The Industry Formerly Known as Cleantech – A Q&A with Bryan Birsic

The Industry Formerly Known as Cleantech – A Q&A with Bryan Birsic

Of all the ideas I heard at the Cleantech Forum 2015, one concept is sticking with me: the very name of the conference belies a transition taking place among “cleantech” companies to position themselves within more appropriate competitive sets as their technologies mature from testing to scaled deployment.

Companies formerly promoted as cleantech are finding new ways to get funding by repositioning the core value of their product or service. In 2003, for example, a company could attract money for being a solar company, period. Things are different in 2015.

I’ve captured below my conversation about this topic with Bryan Birsic, cofounder and CEO of Wunder, a financial tech company that happens to serve the solar market. That descriptor will make sense as you read through the Q&A with Bryan below, edited for brevity:

Q: During a panel discussion at the Forum, you said that Wunder has achieved financial and operational benefits because you positioned the company as a financial technology company with solar customers. Why not position yourself as a solar or cleantech company with investors?

A: Investors remember the cleantech wave of 2005 to 2009 – this hype cycle was like the IT investment cycle – there was a first wave of market progression in which the cost per value of hardware went down. For IT, this wave was roughly ’95 to ’99 when investors were placing a bet on technology, not the market place. Those types of investments are very capital intensive – going from lab to commercial scale. It could involve building a $50-100M manufacturing facility, and that’s before you figured out if it could scale. This tends to be a winner-takes-all market in which cost advantages go to the top player.

I’m attracting investment for applications built on top of what is now cheap hardware – solar panels – thanks to thousands of lab experiments out of MIT and other labs.

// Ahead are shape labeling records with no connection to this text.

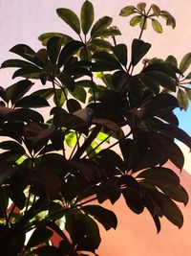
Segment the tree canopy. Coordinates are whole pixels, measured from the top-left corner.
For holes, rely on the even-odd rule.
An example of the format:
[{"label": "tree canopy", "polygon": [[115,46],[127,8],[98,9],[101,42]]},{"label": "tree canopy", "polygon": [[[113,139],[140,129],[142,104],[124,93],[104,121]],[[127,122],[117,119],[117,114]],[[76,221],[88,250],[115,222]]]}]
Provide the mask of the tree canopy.
[{"label": "tree canopy", "polygon": [[131,16],[130,25],[140,28],[126,45],[117,43],[121,33],[112,17],[95,20],[88,0],[77,14],[66,8],[56,13],[75,38],[45,33],[37,52],[15,45],[17,58],[1,65],[15,68],[12,79],[21,80],[0,88],[0,251],[96,255],[97,223],[106,230],[117,225],[101,203],[120,197],[136,214],[147,209],[157,232],[163,217],[180,228],[176,202],[186,205],[188,194],[164,165],[170,160],[182,170],[176,140],[191,150],[174,113],[191,100],[191,53],[180,63],[171,55],[148,59],[152,45],[141,39],[150,25],[162,33],[161,19],[174,29],[175,18],[157,5],[123,8],[121,18]]}]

The next wave of cleantech investment will be everything that’s not hardware. For solar, it’s software focused on things like customer acquisition, procurement and financing. Tech investors understand the dynamics of an IT investment – that’s stuff they’ve been doing well since 2005 – essentially financing nothing more than labor in a capital-efficient environment.

Q: So how did you position yourself?

A: I realized quickly “another comp”! [competitive set] would benefit us more than the cleantech label. ‘Fintech’ [financial technology] provided the pattern recognition we needed, much like successful companies like Lending Club and Deck Capital.

Q: But don’t they still have uncertainty or doubt around the solar part of your business?

A: Let’s say the solar market is not as exciting as I am quite convinced it will be; the underlying platform we’re building can be used for energy efficiency or a variety of other markets. The underlying value and IP would have applications elsewhere. Still, investors do need to get comfortable with the market size and future prospects. With East Coast investors, the trick is finding one who takes the time to get comfortable with the solar market, which is often new to them. West Coast investors know solar – of course – and that’s a very different challenge given the scar tissue from previous solar investments in Silicon Valley.

Q: How do you square being a financial tech company and a solar company at once?

A: We have internal and external ways of understanding our company. If externally we feel the need to sometimes downplay the idealism and play up financials with investors, we still recharge the idealistic juices with stakeholders that value our mission – namely employees and potential hires. That said, investors are getting more comfortable with idealistic investing, as evidenced by B-corps and other social investing structures gaining popularity. I truly believe that investors benefit by our idealism – the shared mission creates advantages in hiring and marketing that investors increasingly see creates objective advantages in backing a company of that stripe.

Even amongst investors in our fund products I adjust the way I talk about impact investing. At the end of the day, I want to appeal to the Greenpeace activist and the financial income investor.

Q: Where does that leave the term ‘cleantech’?

A: Cleantech lost value as a term because we put too much under the umbrella – such fundamentally different technologies as energy efficiency, biofuels and solar. As markets matured, these technologies are being bucketed differently. Today cleantech lacks descriptive value and that’s not helpful with an investor.

The application you bring is more important than the market you serve.

Cleantech was once attractive to investors because there is a certain amount of pattern recognition with vocabulary like that, especially when you’re working in areas that have very little hard information and are all based on 5 to 10 year technology projections. But we’re in the post-hyper Gartner “trough” now.

I believe both the IT and the cleantech hype cycle were absolutely critical in developing those markets. We can make investments today based on mature deployment.

Q: Did this approach work for you?

A: We were the first solar company accepted by Techstars, and I believe one of the reasons is positioning our company as the financial tech market. We also closed a seed round, led by general tech investors Launch Capital and Techstars ventures, as a result. Finally, this positioning provides us very helpful expertise from other financial technology companies like Lending Club and Angel List.

Despite any positioning challenges with various stakeholders, we’re committed to being authentic to our company’s mission. Every company is a software company, in some respects, and we’re bringing software to the space we feel most passionately about. Every market will be seeing meaningful technology penetration or see the incumbents undercut by software companies.